O triunfo definitivo do Centrão

By | 21/02/2022 6:57 am

Lira deixa claro que anemia da cadeira presidencial é fato consumado e que o próximo presidente terá de se submeter ao Congresso

Se foi malsucedido em implantar uma agenda conservadora como a prometida na campanha de 2018, Jair Bolsonaro pode se vangloriar de ter subvertido o presidencialismo de coalizão vigente no País desde a redemocratização. Na atual administração, o governo não governa, não define os projetos que serão submetidos ao Legislativo e não articula maioria no Congresso. Essas atividades foram gentilmente cedidas a Arthur Lira (PP-AL), que assumiu as funções como se tivesse sido ele, e não Bolsonaro, o eleito com o voto de 57,7 milhões de brasileiros para comandar o Orçamento e liderar o debate legislativo. É sempre necessário lembrar que não foi, ainda que uma recente entrevista de Lira ao jornal Valor Econômico explicite esse e vários outros aspectos da realidade política do País supostamente presidido por Bolsonaro. A bem da verdade, a cadeira presidencial já vinha sendo enfraquecida antes, ainda sob Dilma Rousseff, mas o processo se acentuou ainda mais com Bolsonaro, cujo único objetivo desde que foi eleito é garantir mais quatro anos no cargo.

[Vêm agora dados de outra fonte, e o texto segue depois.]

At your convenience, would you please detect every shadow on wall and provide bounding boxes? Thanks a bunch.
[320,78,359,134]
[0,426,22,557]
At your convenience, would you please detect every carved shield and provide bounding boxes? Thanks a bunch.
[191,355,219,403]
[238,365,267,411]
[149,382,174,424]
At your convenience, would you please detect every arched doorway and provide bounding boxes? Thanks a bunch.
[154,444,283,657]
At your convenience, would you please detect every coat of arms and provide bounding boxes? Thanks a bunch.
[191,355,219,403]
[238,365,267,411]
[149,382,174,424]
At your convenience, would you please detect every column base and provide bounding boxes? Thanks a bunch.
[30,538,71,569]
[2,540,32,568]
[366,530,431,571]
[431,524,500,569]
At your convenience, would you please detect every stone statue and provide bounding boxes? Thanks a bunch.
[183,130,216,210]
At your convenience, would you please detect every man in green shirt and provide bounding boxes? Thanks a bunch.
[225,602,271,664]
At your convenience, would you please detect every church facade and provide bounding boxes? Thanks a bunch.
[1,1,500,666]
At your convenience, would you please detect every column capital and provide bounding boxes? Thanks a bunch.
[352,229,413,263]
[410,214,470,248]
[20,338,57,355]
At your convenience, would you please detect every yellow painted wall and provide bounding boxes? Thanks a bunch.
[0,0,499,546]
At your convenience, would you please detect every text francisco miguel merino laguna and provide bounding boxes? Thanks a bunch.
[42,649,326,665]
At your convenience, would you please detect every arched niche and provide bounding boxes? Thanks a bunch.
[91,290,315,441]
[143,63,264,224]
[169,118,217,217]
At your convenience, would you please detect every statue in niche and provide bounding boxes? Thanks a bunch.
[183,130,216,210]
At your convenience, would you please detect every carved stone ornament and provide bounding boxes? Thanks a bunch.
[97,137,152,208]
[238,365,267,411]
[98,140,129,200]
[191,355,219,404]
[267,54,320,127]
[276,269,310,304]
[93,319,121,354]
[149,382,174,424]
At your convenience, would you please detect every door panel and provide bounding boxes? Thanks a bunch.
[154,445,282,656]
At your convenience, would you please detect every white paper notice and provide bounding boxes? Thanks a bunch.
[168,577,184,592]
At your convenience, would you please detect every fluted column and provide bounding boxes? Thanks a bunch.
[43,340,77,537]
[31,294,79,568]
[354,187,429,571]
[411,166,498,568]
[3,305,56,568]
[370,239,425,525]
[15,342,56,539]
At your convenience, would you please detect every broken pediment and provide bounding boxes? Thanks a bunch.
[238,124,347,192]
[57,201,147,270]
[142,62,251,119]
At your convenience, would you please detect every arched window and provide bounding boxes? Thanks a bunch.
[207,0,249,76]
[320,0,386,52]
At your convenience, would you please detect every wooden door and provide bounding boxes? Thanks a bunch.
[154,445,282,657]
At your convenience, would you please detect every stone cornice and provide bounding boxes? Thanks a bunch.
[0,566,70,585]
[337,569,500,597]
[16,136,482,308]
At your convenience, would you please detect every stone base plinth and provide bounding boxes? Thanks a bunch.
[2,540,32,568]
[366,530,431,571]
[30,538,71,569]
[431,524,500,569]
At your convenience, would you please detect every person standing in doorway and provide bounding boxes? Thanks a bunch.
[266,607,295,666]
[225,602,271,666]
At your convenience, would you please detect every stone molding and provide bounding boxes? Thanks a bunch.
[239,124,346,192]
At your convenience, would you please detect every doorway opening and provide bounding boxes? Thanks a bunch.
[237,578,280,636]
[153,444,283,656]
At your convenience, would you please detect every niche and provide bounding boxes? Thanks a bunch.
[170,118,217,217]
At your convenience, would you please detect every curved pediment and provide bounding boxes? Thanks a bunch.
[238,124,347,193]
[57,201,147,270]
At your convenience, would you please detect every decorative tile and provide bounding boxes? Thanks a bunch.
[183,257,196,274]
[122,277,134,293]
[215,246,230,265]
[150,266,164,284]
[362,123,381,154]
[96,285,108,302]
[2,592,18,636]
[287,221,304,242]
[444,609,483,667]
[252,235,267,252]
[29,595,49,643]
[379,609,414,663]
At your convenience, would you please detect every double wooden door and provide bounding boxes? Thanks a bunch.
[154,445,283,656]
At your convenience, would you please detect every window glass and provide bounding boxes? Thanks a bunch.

Está cada vez mais evidente que caberá a Lira dar uma solução para o pandemônio que se tornou a discussão sobre a desoneração de combustíveis, obsessão bolsonarista e alvo de pelo menos duas Propostas de Emenda à Constituição (PEC), uma delas apelidada de PEC Camicase pelo impacto estimado de R$ 100 bilhões aos cofres públicos. Se depender do presidente da Câmara – e já se sabe que depende –, o Congresso deixará as bombas fiscais de lado e aprovará um projeto de lei complementar que muda a cobrança de ICMS, hoje um porcentual sobre o preço, para um valor fixo por litro, e aproveitará a proposta para embutir no texto a redução dos impostos federais sobre o diesel. “Não temos interesse nenhum em atrapalhar o caminho involutivo que o dólar está tendo e que a inflação terá”, disse Lira.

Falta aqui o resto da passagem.